Par Patrick Monfort, secrétaire général du SNCS-FSU

Le New Public Management a fait également son œuvre dans la recherche. D’une organisation collective dans laquelle les chercheurs maitrisaient leurs questions scientifiques et la méthodologie pour les aborder en étant soutenue par suffisamment de crédits, la recherche est passée à un pilotage au moyen d’une gestion technocratique qui impose un rendement sur des objectifs à court terme. Les scientifiques perdent leur liberté académique, les collectifs de travail sont détruits, le gâchis humain est important et les jeunes finissent par abandonner la recherche.

Le financement des laboratoires subit une transformation majeure depuis plus de 15 ans. D’un système où les laboratoires et les équipes étaient financés par un budget majoritairement attribué après évaluation scientifique de leurs activités, le financement des recherches a basculé majoritairement vers le système des appels à projet. La création en 2005 d’une agence de financement, l’Agence nationale de la recherche (ANR), a permis aux gouvernements successifs de disposer d’un outil puissant de pilotage de la recherche, en décidant des secteurs prioritaires à financer et en poursuivant un objectif général de compétitivité économique. Puis, tout en diminuant le financement des organismes de recherche et des universités, les gouvernements ont organisé des appels à projet à grande échelle, dans le cadre d’une politique dite d’ « excellence ».

Le système libéral dominant est aujourd’hui convaincu qu’il doit et peut accélérer le transfert et l’innovation pour résoudre la crise économique et affronter la concurrence économique internationale. Pour cela il organise le pilotage de la recherche en appliquant les concepts portés par le New Public Management.

Pour contraindre le système de la recherche publique, les décideurs utilisent trois leviers principaux : la baisse et la mise en compétition des ressources financières et leur contrôle par des intérêts extérieurs, l’augmentation de la précarité des personnels, l’occupation des scientifiques à des tâches chronophages et inutiles.

Cette situation affecte l’ensemble des personnels dans les laboratoires et créée des situations de souffrance au travail :

• équipe ou individu peu ou pas financé à coté de collègues heureux gagnants d’appels à projets et disposant de crédits importants ;
• mise à l’écart des perdants (des appels à projets) au sein des unités de recherche ;
• disparition des collectifs de travail au profit d’individualismes exacerbés ;
• situations conflictuelles pouvant conduire à du harcèlement ;
• épuisement professionnel, dépression, état de sidération face à une charge d’urgence toujours répétée et inutile.

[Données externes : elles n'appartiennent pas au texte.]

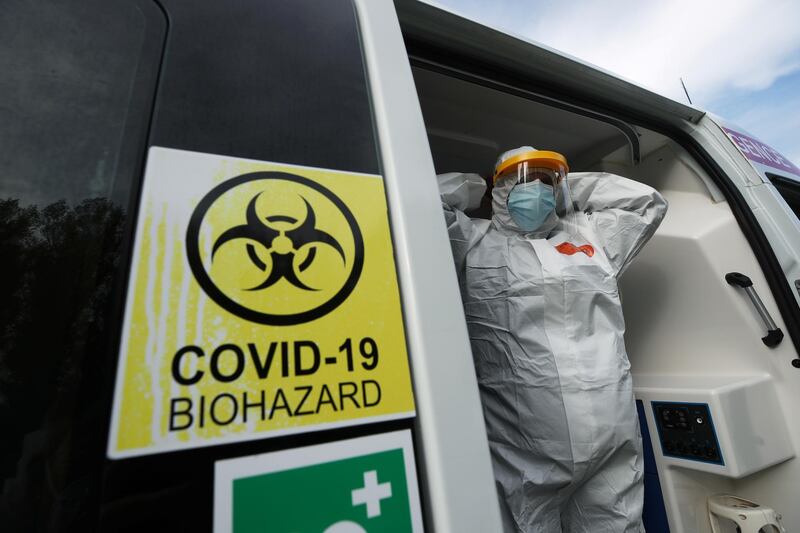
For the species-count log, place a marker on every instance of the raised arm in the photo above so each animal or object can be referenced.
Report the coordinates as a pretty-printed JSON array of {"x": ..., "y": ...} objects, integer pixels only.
[
  {"x": 460, "y": 192},
  {"x": 623, "y": 213}
]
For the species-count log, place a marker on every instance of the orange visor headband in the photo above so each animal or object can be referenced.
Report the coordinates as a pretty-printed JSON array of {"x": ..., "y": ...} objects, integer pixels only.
[{"x": 535, "y": 158}]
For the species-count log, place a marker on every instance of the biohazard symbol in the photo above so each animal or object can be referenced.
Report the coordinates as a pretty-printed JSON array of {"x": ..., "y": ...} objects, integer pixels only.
[
  {"x": 297, "y": 267},
  {"x": 277, "y": 242}
]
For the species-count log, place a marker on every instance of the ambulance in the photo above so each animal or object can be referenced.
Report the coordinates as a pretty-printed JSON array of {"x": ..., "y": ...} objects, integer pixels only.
[{"x": 228, "y": 296}]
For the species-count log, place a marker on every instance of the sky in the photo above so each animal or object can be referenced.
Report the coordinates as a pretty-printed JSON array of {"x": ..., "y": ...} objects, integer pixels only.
[{"x": 739, "y": 59}]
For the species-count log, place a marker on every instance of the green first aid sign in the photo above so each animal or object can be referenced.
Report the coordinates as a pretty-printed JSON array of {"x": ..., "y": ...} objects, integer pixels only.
[{"x": 356, "y": 486}]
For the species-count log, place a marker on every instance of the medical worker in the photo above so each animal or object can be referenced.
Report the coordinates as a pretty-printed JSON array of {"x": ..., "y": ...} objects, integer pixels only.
[{"x": 539, "y": 285}]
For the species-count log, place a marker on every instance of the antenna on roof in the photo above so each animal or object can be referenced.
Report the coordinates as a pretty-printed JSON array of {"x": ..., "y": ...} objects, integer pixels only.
[{"x": 684, "y": 90}]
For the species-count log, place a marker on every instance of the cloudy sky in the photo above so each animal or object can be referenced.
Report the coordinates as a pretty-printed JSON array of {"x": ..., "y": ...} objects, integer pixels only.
[{"x": 739, "y": 59}]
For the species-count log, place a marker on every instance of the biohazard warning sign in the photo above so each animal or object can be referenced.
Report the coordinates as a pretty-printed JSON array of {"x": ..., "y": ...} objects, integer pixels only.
[{"x": 262, "y": 301}]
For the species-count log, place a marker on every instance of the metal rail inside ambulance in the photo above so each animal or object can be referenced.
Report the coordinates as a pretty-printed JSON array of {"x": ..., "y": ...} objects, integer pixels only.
[{"x": 228, "y": 296}]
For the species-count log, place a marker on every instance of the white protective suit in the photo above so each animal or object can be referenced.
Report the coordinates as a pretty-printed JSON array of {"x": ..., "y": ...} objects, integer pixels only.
[{"x": 546, "y": 330}]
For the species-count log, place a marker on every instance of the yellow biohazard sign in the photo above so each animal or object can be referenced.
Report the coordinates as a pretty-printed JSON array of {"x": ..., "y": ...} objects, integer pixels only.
[{"x": 262, "y": 301}]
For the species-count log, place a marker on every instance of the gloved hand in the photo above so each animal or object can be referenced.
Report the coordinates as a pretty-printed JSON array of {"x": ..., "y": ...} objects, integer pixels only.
[{"x": 461, "y": 191}]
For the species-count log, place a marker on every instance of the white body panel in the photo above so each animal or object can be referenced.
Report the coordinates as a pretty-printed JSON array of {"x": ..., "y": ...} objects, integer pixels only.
[{"x": 456, "y": 473}]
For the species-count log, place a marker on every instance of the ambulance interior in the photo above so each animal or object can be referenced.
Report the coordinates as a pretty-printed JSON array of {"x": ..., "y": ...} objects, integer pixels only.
[{"x": 692, "y": 338}]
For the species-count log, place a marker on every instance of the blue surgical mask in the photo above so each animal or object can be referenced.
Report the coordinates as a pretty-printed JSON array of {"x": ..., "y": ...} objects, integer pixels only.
[{"x": 530, "y": 204}]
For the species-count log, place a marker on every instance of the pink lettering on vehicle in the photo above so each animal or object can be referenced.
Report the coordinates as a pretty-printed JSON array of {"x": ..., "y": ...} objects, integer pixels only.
[{"x": 755, "y": 150}]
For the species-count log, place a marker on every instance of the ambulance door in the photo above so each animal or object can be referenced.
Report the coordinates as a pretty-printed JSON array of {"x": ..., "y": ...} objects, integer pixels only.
[{"x": 293, "y": 354}]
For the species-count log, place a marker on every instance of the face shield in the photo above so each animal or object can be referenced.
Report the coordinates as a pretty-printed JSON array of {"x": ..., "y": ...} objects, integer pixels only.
[{"x": 539, "y": 195}]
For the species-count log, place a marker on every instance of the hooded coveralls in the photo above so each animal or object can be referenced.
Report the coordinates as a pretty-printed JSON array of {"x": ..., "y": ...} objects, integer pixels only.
[{"x": 546, "y": 328}]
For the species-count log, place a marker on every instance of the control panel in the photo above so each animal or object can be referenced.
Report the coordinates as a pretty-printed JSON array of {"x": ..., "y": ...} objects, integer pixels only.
[{"x": 686, "y": 431}]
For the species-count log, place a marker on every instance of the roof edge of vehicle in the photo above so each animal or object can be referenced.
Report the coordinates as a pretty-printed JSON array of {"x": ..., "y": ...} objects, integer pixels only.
[{"x": 439, "y": 27}]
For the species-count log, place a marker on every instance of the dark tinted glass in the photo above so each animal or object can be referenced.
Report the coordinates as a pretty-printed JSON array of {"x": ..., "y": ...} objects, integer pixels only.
[
  {"x": 76, "y": 88},
  {"x": 274, "y": 81}
]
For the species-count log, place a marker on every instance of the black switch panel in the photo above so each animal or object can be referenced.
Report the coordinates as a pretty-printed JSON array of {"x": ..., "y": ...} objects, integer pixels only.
[{"x": 686, "y": 431}]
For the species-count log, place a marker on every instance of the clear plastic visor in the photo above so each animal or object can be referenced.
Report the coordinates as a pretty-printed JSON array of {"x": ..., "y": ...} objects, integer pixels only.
[{"x": 529, "y": 172}]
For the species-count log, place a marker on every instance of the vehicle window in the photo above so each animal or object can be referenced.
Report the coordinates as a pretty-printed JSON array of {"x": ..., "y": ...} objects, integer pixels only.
[
  {"x": 789, "y": 189},
  {"x": 290, "y": 88},
  {"x": 76, "y": 92}
]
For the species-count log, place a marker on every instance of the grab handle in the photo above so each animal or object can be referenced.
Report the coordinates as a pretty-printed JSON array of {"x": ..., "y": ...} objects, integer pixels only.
[{"x": 774, "y": 334}]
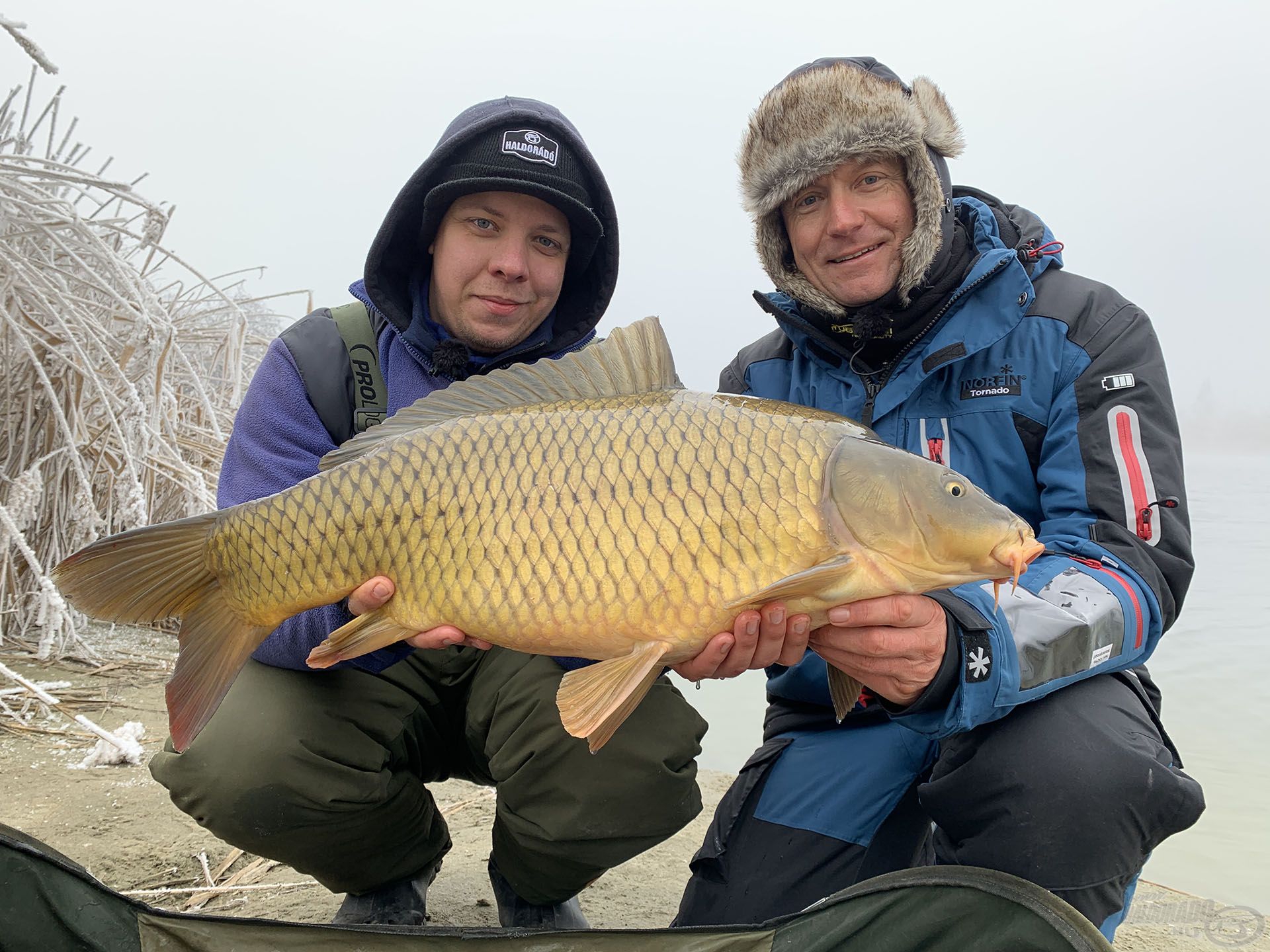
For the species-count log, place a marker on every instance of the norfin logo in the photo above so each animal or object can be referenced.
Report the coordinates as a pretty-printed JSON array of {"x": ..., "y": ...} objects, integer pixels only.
[
  {"x": 531, "y": 145},
  {"x": 1005, "y": 382}
]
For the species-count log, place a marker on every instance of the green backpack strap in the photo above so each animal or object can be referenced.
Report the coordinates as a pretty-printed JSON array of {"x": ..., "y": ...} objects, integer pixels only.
[{"x": 370, "y": 393}]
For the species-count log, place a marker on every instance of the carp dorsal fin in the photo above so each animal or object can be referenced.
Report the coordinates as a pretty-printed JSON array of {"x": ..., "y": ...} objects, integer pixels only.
[{"x": 632, "y": 360}]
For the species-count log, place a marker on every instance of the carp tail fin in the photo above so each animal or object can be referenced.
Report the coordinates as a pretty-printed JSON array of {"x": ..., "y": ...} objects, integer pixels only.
[
  {"x": 160, "y": 571},
  {"x": 595, "y": 701},
  {"x": 142, "y": 575}
]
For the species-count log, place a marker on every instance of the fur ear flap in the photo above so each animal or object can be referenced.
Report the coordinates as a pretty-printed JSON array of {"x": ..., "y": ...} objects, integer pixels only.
[{"x": 943, "y": 132}]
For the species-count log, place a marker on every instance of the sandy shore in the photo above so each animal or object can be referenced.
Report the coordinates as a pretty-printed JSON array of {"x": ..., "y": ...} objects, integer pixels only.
[{"x": 120, "y": 824}]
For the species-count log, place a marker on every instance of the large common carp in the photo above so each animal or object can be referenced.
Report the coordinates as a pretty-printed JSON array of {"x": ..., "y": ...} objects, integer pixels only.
[{"x": 587, "y": 506}]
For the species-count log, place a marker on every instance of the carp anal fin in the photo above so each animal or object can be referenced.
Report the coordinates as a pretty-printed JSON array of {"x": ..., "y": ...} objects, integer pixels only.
[
  {"x": 632, "y": 360},
  {"x": 843, "y": 690},
  {"x": 215, "y": 645},
  {"x": 595, "y": 699},
  {"x": 810, "y": 582},
  {"x": 365, "y": 634}
]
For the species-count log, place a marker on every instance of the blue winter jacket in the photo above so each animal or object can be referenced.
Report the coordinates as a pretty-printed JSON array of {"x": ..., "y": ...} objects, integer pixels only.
[
  {"x": 278, "y": 437},
  {"x": 1049, "y": 393}
]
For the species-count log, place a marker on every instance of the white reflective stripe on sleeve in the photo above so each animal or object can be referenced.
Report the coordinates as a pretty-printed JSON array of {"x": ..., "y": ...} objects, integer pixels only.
[
  {"x": 1074, "y": 625},
  {"x": 1137, "y": 487}
]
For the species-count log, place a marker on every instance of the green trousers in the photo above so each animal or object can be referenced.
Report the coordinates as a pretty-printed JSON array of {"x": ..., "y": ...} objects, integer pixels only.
[{"x": 327, "y": 771}]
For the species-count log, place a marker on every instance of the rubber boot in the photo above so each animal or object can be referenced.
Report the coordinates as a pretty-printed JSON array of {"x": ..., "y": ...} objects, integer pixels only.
[
  {"x": 516, "y": 913},
  {"x": 402, "y": 903}
]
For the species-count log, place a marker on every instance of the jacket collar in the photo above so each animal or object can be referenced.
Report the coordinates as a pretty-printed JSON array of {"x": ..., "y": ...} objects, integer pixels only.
[{"x": 984, "y": 307}]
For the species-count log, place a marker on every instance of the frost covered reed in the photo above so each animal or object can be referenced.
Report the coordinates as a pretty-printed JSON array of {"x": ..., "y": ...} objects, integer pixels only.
[{"x": 121, "y": 366}]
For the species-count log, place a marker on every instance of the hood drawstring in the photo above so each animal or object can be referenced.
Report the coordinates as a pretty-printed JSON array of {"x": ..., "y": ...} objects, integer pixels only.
[{"x": 1031, "y": 252}]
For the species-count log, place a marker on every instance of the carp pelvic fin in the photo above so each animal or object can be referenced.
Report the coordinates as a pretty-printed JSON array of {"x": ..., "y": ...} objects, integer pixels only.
[
  {"x": 365, "y": 634},
  {"x": 215, "y": 645},
  {"x": 633, "y": 360},
  {"x": 593, "y": 701},
  {"x": 810, "y": 582},
  {"x": 843, "y": 690}
]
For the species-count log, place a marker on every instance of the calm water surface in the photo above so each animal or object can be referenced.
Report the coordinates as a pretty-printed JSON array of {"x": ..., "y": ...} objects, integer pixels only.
[{"x": 1213, "y": 668}]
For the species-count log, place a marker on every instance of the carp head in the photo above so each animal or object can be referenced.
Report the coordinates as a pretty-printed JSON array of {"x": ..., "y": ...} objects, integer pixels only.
[{"x": 917, "y": 524}]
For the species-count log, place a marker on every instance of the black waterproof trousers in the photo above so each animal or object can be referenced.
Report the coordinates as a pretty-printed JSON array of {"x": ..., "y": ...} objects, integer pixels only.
[
  {"x": 328, "y": 771},
  {"x": 1071, "y": 793}
]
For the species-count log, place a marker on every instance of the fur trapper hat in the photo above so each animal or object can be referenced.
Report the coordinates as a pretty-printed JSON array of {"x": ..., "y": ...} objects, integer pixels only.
[{"x": 821, "y": 116}]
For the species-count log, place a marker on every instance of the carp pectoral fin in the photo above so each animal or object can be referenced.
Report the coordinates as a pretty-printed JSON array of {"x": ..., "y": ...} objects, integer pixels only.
[
  {"x": 593, "y": 701},
  {"x": 810, "y": 582},
  {"x": 843, "y": 690},
  {"x": 214, "y": 648},
  {"x": 365, "y": 634}
]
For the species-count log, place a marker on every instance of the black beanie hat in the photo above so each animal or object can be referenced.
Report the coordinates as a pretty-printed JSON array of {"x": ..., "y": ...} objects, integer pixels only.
[{"x": 526, "y": 160}]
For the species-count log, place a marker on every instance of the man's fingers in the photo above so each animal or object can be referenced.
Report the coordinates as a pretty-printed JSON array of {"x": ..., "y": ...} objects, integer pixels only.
[
  {"x": 708, "y": 660},
  {"x": 795, "y": 641},
  {"x": 896, "y": 611},
  {"x": 370, "y": 594},
  {"x": 745, "y": 633},
  {"x": 773, "y": 631},
  {"x": 444, "y": 636}
]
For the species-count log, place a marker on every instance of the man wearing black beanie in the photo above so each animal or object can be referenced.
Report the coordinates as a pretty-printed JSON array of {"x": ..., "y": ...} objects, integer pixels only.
[{"x": 502, "y": 248}]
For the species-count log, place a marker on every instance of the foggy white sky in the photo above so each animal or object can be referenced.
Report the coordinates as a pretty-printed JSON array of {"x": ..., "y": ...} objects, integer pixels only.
[{"x": 282, "y": 132}]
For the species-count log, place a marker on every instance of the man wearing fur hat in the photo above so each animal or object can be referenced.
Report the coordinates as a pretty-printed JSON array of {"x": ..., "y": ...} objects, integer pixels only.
[{"x": 1023, "y": 738}]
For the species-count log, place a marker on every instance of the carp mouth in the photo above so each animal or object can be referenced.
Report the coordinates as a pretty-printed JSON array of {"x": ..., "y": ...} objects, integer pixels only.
[{"x": 1015, "y": 555}]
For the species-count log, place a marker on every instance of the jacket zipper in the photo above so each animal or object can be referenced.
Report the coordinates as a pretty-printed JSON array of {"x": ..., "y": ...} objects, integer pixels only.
[
  {"x": 1133, "y": 596},
  {"x": 1137, "y": 485},
  {"x": 873, "y": 389}
]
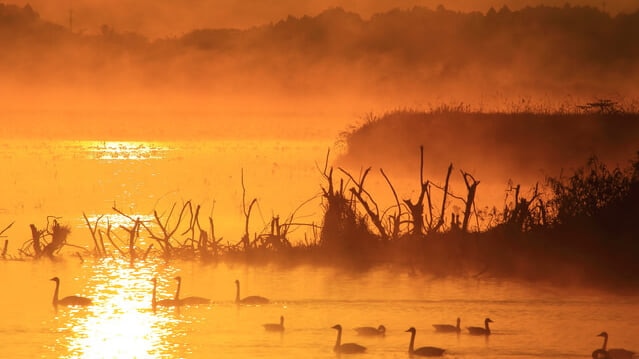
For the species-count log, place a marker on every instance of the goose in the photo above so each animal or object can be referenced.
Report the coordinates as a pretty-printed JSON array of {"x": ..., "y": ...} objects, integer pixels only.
[
  {"x": 479, "y": 330},
  {"x": 188, "y": 300},
  {"x": 371, "y": 331},
  {"x": 448, "y": 328},
  {"x": 604, "y": 353},
  {"x": 253, "y": 299},
  {"x": 346, "y": 348},
  {"x": 422, "y": 351},
  {"x": 70, "y": 300},
  {"x": 275, "y": 327},
  {"x": 163, "y": 302}
]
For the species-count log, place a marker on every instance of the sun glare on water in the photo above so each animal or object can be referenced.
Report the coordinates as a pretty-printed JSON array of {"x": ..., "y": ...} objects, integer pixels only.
[
  {"x": 123, "y": 150},
  {"x": 121, "y": 322}
]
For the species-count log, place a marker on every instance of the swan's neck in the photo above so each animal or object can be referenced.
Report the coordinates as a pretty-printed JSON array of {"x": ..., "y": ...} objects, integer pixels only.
[
  {"x": 339, "y": 338},
  {"x": 177, "y": 291},
  {"x": 411, "y": 346},
  {"x": 153, "y": 297},
  {"x": 56, "y": 292}
]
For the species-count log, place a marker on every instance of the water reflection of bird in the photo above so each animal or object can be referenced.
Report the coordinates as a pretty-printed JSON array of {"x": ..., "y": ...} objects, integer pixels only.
[
  {"x": 70, "y": 300},
  {"x": 192, "y": 300},
  {"x": 448, "y": 328},
  {"x": 346, "y": 348},
  {"x": 422, "y": 351},
  {"x": 253, "y": 299},
  {"x": 162, "y": 302},
  {"x": 614, "y": 353},
  {"x": 479, "y": 330},
  {"x": 275, "y": 327},
  {"x": 371, "y": 331}
]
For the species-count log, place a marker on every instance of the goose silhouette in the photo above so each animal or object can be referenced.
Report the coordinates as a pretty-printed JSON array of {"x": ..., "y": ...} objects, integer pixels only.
[
  {"x": 346, "y": 348},
  {"x": 422, "y": 351},
  {"x": 615, "y": 353},
  {"x": 72, "y": 300}
]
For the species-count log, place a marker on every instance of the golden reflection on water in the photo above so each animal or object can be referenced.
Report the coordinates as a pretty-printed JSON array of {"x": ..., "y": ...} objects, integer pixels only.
[
  {"x": 123, "y": 150},
  {"x": 121, "y": 322}
]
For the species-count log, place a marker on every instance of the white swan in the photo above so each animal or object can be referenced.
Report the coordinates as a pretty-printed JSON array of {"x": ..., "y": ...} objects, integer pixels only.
[
  {"x": 346, "y": 348},
  {"x": 448, "y": 328},
  {"x": 614, "y": 353},
  {"x": 422, "y": 351},
  {"x": 163, "y": 302},
  {"x": 253, "y": 299},
  {"x": 371, "y": 331},
  {"x": 70, "y": 300},
  {"x": 275, "y": 327},
  {"x": 192, "y": 300},
  {"x": 479, "y": 330}
]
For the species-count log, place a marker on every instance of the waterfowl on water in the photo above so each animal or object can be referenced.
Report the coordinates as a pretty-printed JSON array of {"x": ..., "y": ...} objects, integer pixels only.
[
  {"x": 346, "y": 348},
  {"x": 448, "y": 328},
  {"x": 422, "y": 351},
  {"x": 163, "y": 302},
  {"x": 253, "y": 299},
  {"x": 275, "y": 327},
  {"x": 614, "y": 353},
  {"x": 479, "y": 330},
  {"x": 192, "y": 300},
  {"x": 371, "y": 331},
  {"x": 70, "y": 300}
]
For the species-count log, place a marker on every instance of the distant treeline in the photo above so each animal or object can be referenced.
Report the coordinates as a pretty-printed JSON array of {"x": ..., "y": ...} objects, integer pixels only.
[
  {"x": 536, "y": 47},
  {"x": 525, "y": 145}
]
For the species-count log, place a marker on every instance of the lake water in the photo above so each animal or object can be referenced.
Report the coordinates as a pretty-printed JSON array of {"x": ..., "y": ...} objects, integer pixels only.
[
  {"x": 68, "y": 178},
  {"x": 529, "y": 321}
]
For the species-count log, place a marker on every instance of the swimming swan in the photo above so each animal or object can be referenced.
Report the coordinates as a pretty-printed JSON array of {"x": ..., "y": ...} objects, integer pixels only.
[
  {"x": 423, "y": 351},
  {"x": 275, "y": 327},
  {"x": 604, "y": 353},
  {"x": 448, "y": 328},
  {"x": 70, "y": 300},
  {"x": 479, "y": 330},
  {"x": 188, "y": 300},
  {"x": 163, "y": 302},
  {"x": 371, "y": 331},
  {"x": 253, "y": 299},
  {"x": 346, "y": 348}
]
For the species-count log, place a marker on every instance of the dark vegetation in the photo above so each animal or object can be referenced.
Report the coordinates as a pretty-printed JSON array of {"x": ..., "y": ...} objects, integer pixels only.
[
  {"x": 579, "y": 49},
  {"x": 578, "y": 228}
]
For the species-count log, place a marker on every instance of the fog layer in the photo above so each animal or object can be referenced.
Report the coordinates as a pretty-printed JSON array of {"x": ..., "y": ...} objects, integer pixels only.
[{"x": 309, "y": 72}]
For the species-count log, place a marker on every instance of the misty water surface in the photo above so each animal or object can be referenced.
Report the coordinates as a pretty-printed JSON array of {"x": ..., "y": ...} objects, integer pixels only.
[{"x": 529, "y": 321}]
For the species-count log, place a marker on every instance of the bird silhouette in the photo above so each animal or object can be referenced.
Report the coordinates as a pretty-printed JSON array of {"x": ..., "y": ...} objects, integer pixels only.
[
  {"x": 346, "y": 348},
  {"x": 422, "y": 351},
  {"x": 72, "y": 300},
  {"x": 485, "y": 330}
]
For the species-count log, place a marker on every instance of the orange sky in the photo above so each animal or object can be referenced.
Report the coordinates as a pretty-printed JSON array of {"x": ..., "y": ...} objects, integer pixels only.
[{"x": 162, "y": 18}]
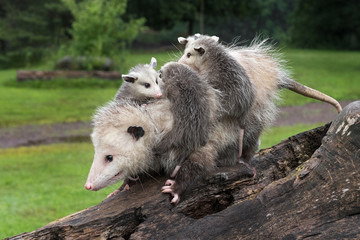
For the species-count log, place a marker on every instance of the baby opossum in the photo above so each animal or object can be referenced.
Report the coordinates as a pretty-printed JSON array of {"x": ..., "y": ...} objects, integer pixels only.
[
  {"x": 268, "y": 74},
  {"x": 141, "y": 84},
  {"x": 223, "y": 72},
  {"x": 125, "y": 135}
]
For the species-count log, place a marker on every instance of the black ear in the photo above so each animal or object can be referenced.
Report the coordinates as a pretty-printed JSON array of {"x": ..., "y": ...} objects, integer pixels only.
[
  {"x": 137, "y": 132},
  {"x": 129, "y": 78},
  {"x": 200, "y": 50}
]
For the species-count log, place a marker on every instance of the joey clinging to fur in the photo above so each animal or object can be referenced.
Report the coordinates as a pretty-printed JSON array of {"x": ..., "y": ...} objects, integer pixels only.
[
  {"x": 141, "y": 84},
  {"x": 268, "y": 74},
  {"x": 223, "y": 72}
]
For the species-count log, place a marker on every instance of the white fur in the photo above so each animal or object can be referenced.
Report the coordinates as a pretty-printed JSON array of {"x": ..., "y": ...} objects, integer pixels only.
[{"x": 130, "y": 156}]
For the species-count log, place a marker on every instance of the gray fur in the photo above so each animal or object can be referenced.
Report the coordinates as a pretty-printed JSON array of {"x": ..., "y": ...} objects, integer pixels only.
[{"x": 194, "y": 107}]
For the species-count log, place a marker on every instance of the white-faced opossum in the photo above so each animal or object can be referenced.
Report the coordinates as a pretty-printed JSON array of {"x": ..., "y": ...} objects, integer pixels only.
[
  {"x": 125, "y": 135},
  {"x": 268, "y": 74},
  {"x": 141, "y": 84}
]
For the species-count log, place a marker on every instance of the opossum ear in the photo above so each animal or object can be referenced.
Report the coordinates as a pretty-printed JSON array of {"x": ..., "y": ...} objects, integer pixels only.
[
  {"x": 153, "y": 63},
  {"x": 182, "y": 40},
  {"x": 136, "y": 132},
  {"x": 200, "y": 50},
  {"x": 129, "y": 78},
  {"x": 215, "y": 38},
  {"x": 197, "y": 36}
]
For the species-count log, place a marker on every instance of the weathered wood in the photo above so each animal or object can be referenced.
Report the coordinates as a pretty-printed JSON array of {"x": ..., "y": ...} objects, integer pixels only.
[
  {"x": 308, "y": 186},
  {"x": 23, "y": 75}
]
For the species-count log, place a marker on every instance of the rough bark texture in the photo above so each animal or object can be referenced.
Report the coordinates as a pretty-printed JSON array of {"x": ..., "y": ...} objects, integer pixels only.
[
  {"x": 23, "y": 75},
  {"x": 307, "y": 187}
]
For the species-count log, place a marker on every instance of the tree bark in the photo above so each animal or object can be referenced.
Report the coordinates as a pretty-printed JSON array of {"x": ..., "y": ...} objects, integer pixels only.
[
  {"x": 308, "y": 186},
  {"x": 23, "y": 75}
]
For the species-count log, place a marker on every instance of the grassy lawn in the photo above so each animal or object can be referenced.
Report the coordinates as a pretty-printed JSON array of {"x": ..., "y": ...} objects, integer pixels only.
[
  {"x": 43, "y": 183},
  {"x": 335, "y": 73}
]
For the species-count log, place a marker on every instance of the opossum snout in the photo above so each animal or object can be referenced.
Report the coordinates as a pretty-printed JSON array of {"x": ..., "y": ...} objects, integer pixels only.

Ces situations conduisent aussi à ne plus comprendre, à oublier, à mettre de côté l’intégrité et l’éthique scientifiques, ce qui peut avoir pour conséquence des malversations, voire des fraudes scientifiques, inexcusables.

Il y a urgence à redonner les moyens financiers, humains mais aussi du temps intellectuel à la recherche. C’est pour cela que les syndicats de la FSU dans l’enseignement supérieur et la recherche agissent. Non pas seulement pour mettre en place des plans de prévention des risques psychosociaux, ce qui est certes nécessaire, mais aussi pour traiter les véritables causes : rendre aux scientifiques les moyens de leur travail.